Korban Trauma hingga Ingin Minum Obat Tidur
Kondisi terkini anak korban disampaikan oleh orang tua dan pengacara. Korban anak disebut mengalami trauma hingga berniat untuk mengkonsumsi obat tidur di usianya yang masih 9 tahun.
"Sejauh ini trauma pastinya ada tetapi anak saya itu kata psikolog dari KPAI dan Alhamdulillah mentalnya itu melebihi anak seusianya, tapi meskipun demikian dampaknya itu jelas karena dari perilakunya dia lebih agresif ke adik-adiknya. Serius (obat tidur) tapi saya menganggap itu hanya pengetahuan, penasarannya dia aja," kata DS.
Pengacara korban, Mellisa Anggraini menambahkan, penuturan korban mengenai permintaan obat tidur. Menurutnya, korban mengalami tekanan dan selalu bangun dini hari.

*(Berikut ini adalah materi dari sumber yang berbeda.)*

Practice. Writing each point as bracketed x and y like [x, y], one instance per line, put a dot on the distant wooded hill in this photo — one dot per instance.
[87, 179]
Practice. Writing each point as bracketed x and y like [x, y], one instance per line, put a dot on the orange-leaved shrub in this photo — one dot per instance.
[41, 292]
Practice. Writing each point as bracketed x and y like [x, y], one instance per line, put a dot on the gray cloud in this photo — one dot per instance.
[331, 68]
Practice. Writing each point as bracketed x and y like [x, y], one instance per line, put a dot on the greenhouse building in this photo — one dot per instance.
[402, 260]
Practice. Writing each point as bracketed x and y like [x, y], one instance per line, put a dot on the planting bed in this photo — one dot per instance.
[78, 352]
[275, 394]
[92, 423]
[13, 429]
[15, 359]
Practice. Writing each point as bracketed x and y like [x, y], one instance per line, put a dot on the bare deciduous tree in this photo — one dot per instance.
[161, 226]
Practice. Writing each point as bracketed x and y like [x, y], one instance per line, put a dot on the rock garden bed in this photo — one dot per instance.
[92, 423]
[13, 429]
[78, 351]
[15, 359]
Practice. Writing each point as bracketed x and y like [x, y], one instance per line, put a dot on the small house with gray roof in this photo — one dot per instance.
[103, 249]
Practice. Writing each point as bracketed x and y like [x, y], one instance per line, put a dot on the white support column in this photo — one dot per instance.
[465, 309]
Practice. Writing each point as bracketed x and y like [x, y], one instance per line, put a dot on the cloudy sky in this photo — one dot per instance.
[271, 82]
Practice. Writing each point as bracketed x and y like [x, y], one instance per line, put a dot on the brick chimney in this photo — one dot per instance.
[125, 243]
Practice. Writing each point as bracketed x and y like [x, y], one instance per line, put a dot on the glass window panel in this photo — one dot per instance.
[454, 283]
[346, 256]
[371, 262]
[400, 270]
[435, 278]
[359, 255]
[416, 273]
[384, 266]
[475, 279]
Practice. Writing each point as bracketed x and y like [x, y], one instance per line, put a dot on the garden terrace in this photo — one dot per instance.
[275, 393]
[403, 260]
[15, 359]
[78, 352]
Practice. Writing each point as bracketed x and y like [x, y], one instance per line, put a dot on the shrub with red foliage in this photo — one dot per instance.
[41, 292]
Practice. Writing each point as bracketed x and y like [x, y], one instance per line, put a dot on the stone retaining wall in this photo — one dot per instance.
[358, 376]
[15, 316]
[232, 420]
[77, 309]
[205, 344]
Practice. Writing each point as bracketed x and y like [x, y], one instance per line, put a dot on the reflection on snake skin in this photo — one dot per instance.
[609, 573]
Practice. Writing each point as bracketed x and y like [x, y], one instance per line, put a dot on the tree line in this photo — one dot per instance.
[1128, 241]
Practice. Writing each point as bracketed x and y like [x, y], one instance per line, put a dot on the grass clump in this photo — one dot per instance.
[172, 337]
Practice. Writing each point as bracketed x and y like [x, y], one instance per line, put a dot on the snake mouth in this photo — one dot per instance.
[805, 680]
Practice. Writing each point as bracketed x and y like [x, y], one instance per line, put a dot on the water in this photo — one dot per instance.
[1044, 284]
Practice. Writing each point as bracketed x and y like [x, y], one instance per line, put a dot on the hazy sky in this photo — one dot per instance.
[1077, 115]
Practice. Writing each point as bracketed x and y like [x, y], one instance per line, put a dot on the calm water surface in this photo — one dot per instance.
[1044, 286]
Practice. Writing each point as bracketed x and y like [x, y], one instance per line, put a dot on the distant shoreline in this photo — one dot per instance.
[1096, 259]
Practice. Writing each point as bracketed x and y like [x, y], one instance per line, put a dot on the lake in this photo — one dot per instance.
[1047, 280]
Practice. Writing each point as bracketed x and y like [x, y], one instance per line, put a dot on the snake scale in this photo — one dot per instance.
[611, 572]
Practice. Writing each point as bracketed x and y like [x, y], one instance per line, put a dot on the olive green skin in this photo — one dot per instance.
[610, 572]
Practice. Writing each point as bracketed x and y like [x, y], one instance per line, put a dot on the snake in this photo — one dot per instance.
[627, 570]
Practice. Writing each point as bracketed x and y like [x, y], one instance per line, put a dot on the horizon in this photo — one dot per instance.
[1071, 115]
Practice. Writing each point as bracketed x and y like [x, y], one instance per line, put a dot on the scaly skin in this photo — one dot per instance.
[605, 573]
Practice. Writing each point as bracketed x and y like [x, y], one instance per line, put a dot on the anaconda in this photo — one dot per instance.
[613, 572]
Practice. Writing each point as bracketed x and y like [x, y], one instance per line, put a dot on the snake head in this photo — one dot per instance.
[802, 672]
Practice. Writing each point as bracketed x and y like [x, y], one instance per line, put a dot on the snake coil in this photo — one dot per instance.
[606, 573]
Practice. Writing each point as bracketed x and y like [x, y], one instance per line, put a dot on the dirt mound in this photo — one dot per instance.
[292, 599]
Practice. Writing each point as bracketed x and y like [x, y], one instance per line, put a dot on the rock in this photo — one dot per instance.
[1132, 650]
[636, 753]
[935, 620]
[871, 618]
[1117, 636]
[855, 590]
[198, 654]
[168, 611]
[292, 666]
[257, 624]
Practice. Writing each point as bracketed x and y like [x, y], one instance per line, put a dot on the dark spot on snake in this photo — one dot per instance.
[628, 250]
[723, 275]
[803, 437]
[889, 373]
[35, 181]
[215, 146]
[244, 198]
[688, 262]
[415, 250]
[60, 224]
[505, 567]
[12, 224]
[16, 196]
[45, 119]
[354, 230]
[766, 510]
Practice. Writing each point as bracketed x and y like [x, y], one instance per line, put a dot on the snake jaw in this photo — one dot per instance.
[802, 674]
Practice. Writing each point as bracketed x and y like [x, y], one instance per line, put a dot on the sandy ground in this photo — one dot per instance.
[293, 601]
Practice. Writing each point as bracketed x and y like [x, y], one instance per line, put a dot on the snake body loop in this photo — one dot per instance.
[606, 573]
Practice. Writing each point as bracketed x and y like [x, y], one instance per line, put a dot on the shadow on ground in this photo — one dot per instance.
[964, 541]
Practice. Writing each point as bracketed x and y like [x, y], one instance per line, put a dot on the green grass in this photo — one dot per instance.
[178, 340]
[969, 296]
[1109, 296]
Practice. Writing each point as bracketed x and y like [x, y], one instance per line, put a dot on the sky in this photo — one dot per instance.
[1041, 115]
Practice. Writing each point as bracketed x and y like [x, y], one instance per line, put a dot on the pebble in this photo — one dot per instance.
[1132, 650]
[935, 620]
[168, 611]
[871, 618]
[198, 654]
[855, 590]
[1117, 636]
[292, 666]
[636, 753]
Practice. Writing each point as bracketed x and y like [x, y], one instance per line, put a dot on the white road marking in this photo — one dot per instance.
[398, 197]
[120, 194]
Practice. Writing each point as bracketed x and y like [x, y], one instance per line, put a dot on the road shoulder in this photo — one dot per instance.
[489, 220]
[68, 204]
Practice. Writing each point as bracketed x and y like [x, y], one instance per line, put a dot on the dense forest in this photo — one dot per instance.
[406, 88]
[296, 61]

"Soal obat tidur saya sempat bilang 'kamu kenapa?' kata dia 'bingung.' 'Kamu minta obat tidur?' Iya aku tanya bahaya nggak sih obat tidur.' 'Kenapa emang nggak bisa tidur?' Nggak bisa. Jadi dia jam 3 subuh itu sudah siap, sudah siap sekolah ternyata dia di dalam tekanan dan ketakutan," ungkapnya.
Baca juga: Amarah Ortu Bocah Korban Bully Sukabumi |
Selain trauma, usai rangkaian kejadian perundungan hingga intimidasi, korban tidak belajar di sekolah. Orang tuanya khawatir kondisi psikologis korban akan semakin terdampak sehingga anak korban belajar di rumah. Luka yang dideritanya pun masih dalam tahap pemulihan.
"Kondisi L terakhir dari bekas lukanya ini berangsur membaik hanya ada sedikit sisa-sisa di sini (ujung jari) sering keram terus tangannya suka kaku. Di ekor belakangnya sempat sakit waktu sering didorong sama orang tua pelaku karena dorongan sangat keras sampai terbentur ke lantai," katanya.
"Tadi sudah disampaikan juga ke pihak penyidik untuk kita diminta rujukan visum. Kita khawatir itu efek dari perbuatan pidana yang dilakukan," sambung Mellisa.
Kasat Reskrim Polres Sukabumi Kota AKP Bagus Panuntun mengatakan, laporan soal perundungan sudah naik ke tahap penyidikan. Dalam waktu dekat, pihaknya akan kembali melaksanakan gelar perkara untuk menentukan tersangka atau anak berhadapan dengan hukum (ABH).
"Kemarin kan baru wawancara sekarang kita ubah jadi BAP. Untuk proses penyidikan memang seperti itu, dari lidik kita naikan jadi sidik. Dari penyidikan ini kita lakukan pemeriksaan saksi-saksi, pemenuhan alat bukti, pengiriman SPDP. Setelah dirasa lengkap alat bukti terpenuhi baru kita naikkan status jadi tersangka atau ABH jadi tidak serta merta. Nanti gelar tersangka atau ABH kalau anak," kata Bagus.